Member of the House of Representatives of the Netherlands
- In office 30 November 2006 – 19 September 2012

Personal details
- Born: Petronella Johanna Maria Godefrida van den Heuvel 24 September 1959 (age 66) Helmond, Netherlands
- Party: Christian Democratic Appeal (Christen-Democratisch Appèl - CDA)
- Spouse: Married
- Education: Fontys University of Applied Sciences (B.A., Business economics)
- Occupation: Politician, banking manager
- Website: (in Dutch) Christian Democratic Appeal website

= Elly Blanksma-van den Heuvel =

Dutch politician (born 1959)

Petronella Johanna Maria Godefrida Blanksma-van den Heuvel (born 24 September 1959, Helmond), known as Elly Blanksma-van den Heuvel, is a Dutch politician and former banking manager. As a member of the Christian Democratic Appeal (Christen-Democratisch Appèl) she was an MP from 30 November 2006 to 19 September 2012, focusing on finance, economics, innovation and agriculture. Since 1 November 2012 she has been mayor of Helmond.

Blanksma-van den Heuvel was born in the province of North Brabant and studied business economics at Fontys University of Applied Sciences. She worked in several management positions at the Rabobank.

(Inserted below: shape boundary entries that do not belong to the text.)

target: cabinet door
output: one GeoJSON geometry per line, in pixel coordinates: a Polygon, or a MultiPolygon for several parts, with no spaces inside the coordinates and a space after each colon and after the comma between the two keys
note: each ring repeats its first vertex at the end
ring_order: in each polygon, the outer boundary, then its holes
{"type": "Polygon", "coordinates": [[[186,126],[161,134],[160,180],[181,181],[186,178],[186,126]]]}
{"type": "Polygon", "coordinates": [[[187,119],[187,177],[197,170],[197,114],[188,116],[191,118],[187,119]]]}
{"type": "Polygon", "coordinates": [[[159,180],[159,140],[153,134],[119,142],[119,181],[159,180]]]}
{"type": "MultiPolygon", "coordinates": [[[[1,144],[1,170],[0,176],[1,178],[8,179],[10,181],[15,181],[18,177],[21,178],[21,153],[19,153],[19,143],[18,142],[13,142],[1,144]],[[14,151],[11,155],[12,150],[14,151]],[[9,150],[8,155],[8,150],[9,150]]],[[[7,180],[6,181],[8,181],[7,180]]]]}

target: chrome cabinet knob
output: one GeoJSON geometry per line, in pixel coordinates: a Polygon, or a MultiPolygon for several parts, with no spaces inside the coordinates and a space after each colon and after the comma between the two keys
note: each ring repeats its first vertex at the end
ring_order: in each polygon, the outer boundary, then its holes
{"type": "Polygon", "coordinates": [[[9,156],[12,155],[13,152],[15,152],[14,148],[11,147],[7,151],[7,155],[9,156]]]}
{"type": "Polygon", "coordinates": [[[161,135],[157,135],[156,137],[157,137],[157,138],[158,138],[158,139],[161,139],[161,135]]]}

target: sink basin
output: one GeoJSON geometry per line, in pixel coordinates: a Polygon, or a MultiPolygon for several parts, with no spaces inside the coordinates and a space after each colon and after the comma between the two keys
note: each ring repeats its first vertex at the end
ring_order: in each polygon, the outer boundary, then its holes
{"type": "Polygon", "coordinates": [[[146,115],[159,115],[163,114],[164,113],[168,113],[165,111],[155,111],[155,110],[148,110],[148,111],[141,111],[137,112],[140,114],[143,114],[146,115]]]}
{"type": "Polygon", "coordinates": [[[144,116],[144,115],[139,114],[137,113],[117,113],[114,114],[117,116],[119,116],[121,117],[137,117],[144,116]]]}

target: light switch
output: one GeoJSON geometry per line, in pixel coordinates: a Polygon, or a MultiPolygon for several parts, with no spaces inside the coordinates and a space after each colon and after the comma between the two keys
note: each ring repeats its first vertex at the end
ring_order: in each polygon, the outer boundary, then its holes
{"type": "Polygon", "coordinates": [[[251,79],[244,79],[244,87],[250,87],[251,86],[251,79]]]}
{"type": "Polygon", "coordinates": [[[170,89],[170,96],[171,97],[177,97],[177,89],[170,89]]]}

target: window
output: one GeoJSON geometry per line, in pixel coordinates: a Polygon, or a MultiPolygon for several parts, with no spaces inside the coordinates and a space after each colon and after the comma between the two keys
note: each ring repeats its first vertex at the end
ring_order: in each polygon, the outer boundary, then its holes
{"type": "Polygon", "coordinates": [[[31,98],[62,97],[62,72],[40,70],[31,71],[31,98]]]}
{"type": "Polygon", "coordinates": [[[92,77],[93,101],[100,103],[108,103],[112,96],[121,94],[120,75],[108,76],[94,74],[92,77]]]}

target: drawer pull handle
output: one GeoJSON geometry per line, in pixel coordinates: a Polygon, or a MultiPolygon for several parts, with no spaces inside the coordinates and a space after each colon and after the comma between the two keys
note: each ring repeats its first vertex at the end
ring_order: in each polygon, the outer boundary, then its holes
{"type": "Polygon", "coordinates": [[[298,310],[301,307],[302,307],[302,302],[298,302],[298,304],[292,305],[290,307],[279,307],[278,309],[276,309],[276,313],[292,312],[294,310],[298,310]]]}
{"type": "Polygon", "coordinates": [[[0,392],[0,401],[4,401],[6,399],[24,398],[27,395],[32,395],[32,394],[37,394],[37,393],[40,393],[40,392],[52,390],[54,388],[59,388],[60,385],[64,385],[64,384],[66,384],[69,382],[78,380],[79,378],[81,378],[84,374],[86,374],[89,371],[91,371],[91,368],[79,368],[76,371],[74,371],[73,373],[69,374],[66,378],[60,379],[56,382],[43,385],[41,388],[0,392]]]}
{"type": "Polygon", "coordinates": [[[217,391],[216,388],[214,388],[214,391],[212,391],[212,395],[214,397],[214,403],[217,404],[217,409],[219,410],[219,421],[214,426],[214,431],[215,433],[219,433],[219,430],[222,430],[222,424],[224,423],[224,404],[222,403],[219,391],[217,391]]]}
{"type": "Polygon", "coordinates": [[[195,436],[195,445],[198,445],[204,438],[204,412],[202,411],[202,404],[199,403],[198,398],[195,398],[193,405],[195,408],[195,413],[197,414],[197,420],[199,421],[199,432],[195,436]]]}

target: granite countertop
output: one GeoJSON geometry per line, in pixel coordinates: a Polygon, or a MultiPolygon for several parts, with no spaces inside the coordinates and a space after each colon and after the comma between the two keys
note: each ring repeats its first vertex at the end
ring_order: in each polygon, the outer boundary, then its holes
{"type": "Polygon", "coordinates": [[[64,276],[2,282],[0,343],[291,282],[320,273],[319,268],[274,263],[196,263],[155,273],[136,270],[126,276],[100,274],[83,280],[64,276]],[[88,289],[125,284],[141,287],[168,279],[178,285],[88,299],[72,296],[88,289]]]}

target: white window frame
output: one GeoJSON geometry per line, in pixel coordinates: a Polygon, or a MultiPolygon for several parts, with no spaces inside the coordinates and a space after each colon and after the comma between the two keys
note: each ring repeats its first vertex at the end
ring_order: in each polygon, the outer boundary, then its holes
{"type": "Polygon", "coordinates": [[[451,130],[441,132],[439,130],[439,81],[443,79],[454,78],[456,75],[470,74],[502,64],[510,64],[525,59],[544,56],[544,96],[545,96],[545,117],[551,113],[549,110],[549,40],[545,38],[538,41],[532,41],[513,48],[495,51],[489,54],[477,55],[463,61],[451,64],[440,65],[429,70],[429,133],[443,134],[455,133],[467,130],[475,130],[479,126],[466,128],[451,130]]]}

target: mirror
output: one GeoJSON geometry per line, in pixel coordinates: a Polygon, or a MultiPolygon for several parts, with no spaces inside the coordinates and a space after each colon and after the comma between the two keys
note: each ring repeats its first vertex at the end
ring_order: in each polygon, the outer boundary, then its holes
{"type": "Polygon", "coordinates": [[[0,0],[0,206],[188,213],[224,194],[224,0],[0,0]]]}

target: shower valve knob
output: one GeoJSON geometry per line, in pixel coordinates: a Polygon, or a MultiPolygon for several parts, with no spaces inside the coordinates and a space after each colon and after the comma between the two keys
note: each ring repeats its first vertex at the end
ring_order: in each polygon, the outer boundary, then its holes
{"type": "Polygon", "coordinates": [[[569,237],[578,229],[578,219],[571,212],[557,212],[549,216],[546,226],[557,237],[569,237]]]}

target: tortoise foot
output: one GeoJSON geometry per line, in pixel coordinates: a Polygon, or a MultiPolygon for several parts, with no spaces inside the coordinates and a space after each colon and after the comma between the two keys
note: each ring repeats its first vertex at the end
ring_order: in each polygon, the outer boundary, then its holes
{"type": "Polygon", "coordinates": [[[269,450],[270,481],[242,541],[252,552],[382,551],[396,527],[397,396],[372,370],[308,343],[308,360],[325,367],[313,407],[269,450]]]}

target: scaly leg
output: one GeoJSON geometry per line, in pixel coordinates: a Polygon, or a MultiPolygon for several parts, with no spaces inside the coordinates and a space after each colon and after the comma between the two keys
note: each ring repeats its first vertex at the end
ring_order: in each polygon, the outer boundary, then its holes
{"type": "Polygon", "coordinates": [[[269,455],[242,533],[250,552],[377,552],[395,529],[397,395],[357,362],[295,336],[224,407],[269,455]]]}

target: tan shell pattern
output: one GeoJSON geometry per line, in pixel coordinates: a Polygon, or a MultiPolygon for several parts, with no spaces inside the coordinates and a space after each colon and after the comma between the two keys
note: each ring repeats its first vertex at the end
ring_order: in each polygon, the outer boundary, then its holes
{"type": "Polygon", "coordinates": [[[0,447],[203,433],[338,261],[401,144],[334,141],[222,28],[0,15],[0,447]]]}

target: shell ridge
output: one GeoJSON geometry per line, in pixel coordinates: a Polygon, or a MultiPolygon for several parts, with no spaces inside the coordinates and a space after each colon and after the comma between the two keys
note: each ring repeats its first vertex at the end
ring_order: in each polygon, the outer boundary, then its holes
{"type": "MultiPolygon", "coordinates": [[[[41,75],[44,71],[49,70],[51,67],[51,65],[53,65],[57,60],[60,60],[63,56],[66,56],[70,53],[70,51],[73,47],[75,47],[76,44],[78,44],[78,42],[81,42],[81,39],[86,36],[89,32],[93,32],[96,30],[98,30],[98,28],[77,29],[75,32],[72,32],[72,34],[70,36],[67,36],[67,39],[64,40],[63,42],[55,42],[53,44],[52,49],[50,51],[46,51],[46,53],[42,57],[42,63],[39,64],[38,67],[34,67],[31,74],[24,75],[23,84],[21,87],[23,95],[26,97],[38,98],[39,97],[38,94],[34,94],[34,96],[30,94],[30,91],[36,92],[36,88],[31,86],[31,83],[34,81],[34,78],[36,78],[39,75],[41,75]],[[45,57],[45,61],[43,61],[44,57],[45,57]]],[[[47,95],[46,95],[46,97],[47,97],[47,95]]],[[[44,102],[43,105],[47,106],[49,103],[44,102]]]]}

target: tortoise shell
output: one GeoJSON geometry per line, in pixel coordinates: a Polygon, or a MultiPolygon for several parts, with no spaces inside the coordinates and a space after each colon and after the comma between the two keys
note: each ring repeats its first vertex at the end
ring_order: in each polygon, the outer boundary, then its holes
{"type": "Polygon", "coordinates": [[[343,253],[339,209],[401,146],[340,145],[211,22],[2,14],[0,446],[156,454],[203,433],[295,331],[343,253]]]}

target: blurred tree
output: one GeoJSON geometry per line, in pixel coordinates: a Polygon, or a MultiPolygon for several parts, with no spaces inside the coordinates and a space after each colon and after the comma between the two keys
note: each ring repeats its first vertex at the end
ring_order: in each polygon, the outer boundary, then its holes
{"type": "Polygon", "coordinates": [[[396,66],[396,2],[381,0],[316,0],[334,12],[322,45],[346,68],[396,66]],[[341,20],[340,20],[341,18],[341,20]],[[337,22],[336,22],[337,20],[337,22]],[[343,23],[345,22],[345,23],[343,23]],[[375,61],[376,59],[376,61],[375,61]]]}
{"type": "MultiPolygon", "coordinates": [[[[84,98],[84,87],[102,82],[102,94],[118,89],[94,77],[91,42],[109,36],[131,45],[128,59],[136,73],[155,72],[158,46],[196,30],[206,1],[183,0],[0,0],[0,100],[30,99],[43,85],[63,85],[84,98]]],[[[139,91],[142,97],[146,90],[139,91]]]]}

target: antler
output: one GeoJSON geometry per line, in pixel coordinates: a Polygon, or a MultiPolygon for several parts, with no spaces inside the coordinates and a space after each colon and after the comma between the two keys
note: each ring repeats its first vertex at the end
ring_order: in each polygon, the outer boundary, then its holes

From 1987 to 1995 she was a member of the States-Provincial of North Brabant. She was also a member of the national as well of the North Brabant party executive. From November 2006 to September 2012 she served as an MP in the Dutch House of Representatives. She was spokeswoman in the area of finance on behalf of the CDA parliamentary group.

== Decorations ==
- In 2012, she was named Knight of the Order of Orange-Nassau.